Dexterous grasp generation that considers arm-related constraints is crucial in real-world scenarios involving arm-environment collision avoidance, workspace boundary grasps, and consecutive grasping. Existing hand-centric grasp models, which primarily focus on the floating hand’s pose, are insufficient for such cases. Conventional arm-aware methods either rely on rejection sampling to discard infeasible samples or require retraining on arm-specific data, leading to low sample efficiency under adverse conditions or limited generalization across different robots and environments. To overcome these limitations, this letter presents an arm-aware dexterous grasp generation framework that leverages pretrained arm-agnostic grasp models while integrating arm and environmental information only at inference time. Specifically, we formulate arm-aware constrained grasp generation as a joint optimization of hand pose and arm configuration, and derive closed-form gradients for arm-related constraints. Assuming the hand pose distribution is represented by a diffusion model, we prove that gradient-based optimization is equivalent to guided diffusion sampling, steering near-feasible samples toward the feasible region. Through comprehensive evaluation involving 10k objects across 6 scenarios, we demonstrate that the proposed framework generates feasible grasps in highly constrained settings with significantly higher probability, highlighting its advantages in real-world applications.

Video

Method Overview

Overview of the proposed arm-aware dexterous grasp generation method. Initially, we pretrain an arm-agnostic diffusion model to capture the distribution of wrist poses for floating hands. During sampling, arm kinematics and environment SDF are integrated as constraints, with their gradients guiding the denoising process. This approach significantly enhances the proportion of feasible grasps, adaptable to various arm-hand configurations and constrained environments.

Key Novelties

The key contributions and novelties of our approach beyond existing methods include:

  1. We formulate arm-aware grasp generation as a joint optimization of grasp pose and arm configuration, deriving its relation to guided sampling on the pre-trained arm-agnostic grasp diffusion model with added arm constraints.
  2. We derive analytical forms and gradients for three commonly used arm-related constraints (collision avoidance, hand reachability, and joint proximity) to create the gradient for guidance, addressing the complex mapping between joint-space constraints and Cartesian-space denoising.
  3. We design comprehensive benchmark scenarios for simulation and real-world evaluation, featuring high obstacle coverage and grasps near arm limits, which thoroughly verifies that our method generates successful grasps that satisfy constraints with a significantly higher probability than the commonly used rejection sampling strategy. The proposed approach is applicable to various robotic arms (e.g., UR5 and Franka) and environments, utilizing a single hand-centric grasp generation model.

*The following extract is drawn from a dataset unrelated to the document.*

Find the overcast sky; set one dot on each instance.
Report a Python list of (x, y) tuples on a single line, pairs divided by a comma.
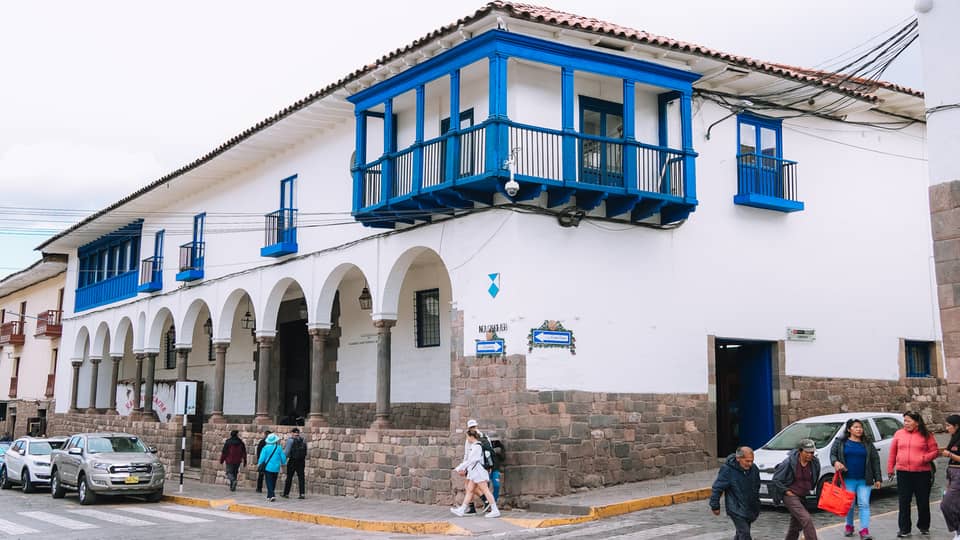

Real-World Experimental Results

Real-world experiments are conducted on a UR5 arm and a LEAP Hand. An Azure Kinect depth camera captures the object’s partial point cloud.

Evaluation in Confined Environments

We evaluate grasp generation in real confined environments by testing eight everyday objects across two challenging setups—the Corridor and Shelf scenes. For each object, we sample 40 candidate grasps and execute the top 10 arm-feasible ones with the highest predicted success.

Corridor Scene

Shelf Scene

Evaluation Near Workspace Boundaries

We showcase the effectiveness of the proposed method in generating reachable grasps near the arm’s workspace boundary. A generated grasp is executed both with and without guidance.